In the remaining minutes I simply ask the question: what is so urgent about this legislation that it needs to be guillotined? I was written to by the Leader of the Government in this place, indicating a whole raft of bills that needed to be guillotined through this place because they were key bills—they needed to be passed before 1 July since they were budget measures. I am sorry, but this bill does not fit that category, does it? So, what is the real reason? Why are we seeking to rush this through and curtail discussion which goes to the very core of our democracy? I will tell you why. It is like the bills we discussed the other night, which were so important because they put a union representative on a particular training board. And guess who the union appointee was? One Mr Paul Howes of the Australian Workers Union. In case my colleagues opposite have forgotten, he was the one who appeared on Lateline to tell the Australian people that the next day they were going to be getting a new Prime Minister, Ms Gillard. We then had to rush through the legislation relating to the ABC. What was the rush with that? Oh, that's right: getting an employee—read union official—onto the board of the ABC. Where is the time-sensitive nature of that one? Why did that one have to be guillotined? How is that related to the budget?
I am starting to get a whiff here of a Greens-Labor alliance government in its death throes thinking that they cannot guarantee their longevity for much longer, that they may lose the next election and therefore that they will ram everything they possibly can through this parliament without fear or favour or without any concern for the democratic processes of the parliament. Let me remind this place that in this sitting fortnight we will be guillotining 36 bills through this place—in one fortnight. When the Howard government had control of the Senate between 2004 and 2007, a full three years, guess how many bills were guillotined? Thirty-six. That is a bit of serendipity for me and the coalition to be able to point out that in a full three years we as a coalition respected the Senate so much we only guillotined 36 bills.

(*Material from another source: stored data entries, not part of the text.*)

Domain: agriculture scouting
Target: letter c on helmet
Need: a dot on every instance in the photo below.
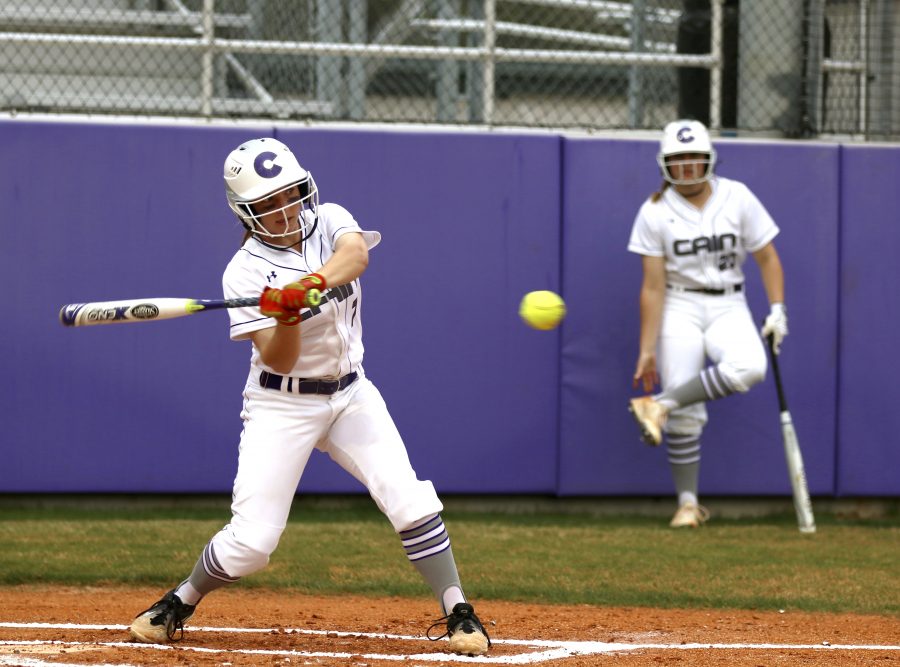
(684, 135)
(259, 165)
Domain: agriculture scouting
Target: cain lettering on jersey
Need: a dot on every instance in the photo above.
(712, 243)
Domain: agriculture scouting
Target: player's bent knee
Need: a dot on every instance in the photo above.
(245, 548)
(742, 378)
(411, 503)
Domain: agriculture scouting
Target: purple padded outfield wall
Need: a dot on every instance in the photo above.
(869, 420)
(471, 221)
(98, 212)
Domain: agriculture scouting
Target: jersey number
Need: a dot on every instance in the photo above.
(727, 261)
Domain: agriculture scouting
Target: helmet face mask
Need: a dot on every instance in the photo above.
(264, 181)
(690, 140)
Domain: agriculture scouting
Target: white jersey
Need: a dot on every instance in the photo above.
(703, 248)
(331, 333)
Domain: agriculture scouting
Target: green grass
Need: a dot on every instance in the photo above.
(565, 558)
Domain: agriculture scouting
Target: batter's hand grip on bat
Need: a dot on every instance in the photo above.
(313, 298)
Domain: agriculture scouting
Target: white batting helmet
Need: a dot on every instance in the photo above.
(686, 136)
(260, 168)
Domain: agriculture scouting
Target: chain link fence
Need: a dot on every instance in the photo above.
(794, 68)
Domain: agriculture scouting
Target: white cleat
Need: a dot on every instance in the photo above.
(689, 515)
(650, 417)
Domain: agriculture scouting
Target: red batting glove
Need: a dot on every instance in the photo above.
(271, 304)
(293, 296)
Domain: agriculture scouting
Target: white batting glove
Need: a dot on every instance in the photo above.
(776, 326)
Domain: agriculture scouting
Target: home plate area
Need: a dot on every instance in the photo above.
(72, 627)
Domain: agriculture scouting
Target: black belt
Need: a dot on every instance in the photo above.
(708, 290)
(305, 386)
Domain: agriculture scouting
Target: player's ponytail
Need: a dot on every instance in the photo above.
(656, 196)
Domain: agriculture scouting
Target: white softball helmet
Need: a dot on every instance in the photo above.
(260, 168)
(686, 136)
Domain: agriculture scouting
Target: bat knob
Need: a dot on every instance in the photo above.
(313, 298)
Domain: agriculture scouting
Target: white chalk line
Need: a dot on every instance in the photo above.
(552, 649)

But here is the Greens-Labor alliance this sitting fortnight guillotining the same number through the place. And if that is not bad enough, we have the Leader of the Australian Greens misleading this place on 19 June, suggesting that we had guillotined the Northern Territory Intervention through this place in 2007. She said it not once but twice, to try to make the point that we continually guillotined matters through this place. I happen to remember that I was in fact Manager of Government Business in the Senate in 2007, and—because of my charm, no doubt!—I was never required to move a guillotine motion. So I knew Senator Milne was wrong—and sure enough, she was. No guillotine, yet she goes out to the media, she makes statements and repeats the falsehood. I must say, the Greens are falling apart with the departure of Senator Bob Brown. I am sure Senator Bob Brown would not have such basic errors. But it is for Senator Milne to correct the record, hopefully some time in the future.
There is no urgency with this bill. There is no reason or rationale for it being guillotined other than a government trying to stack the deck in its own favour.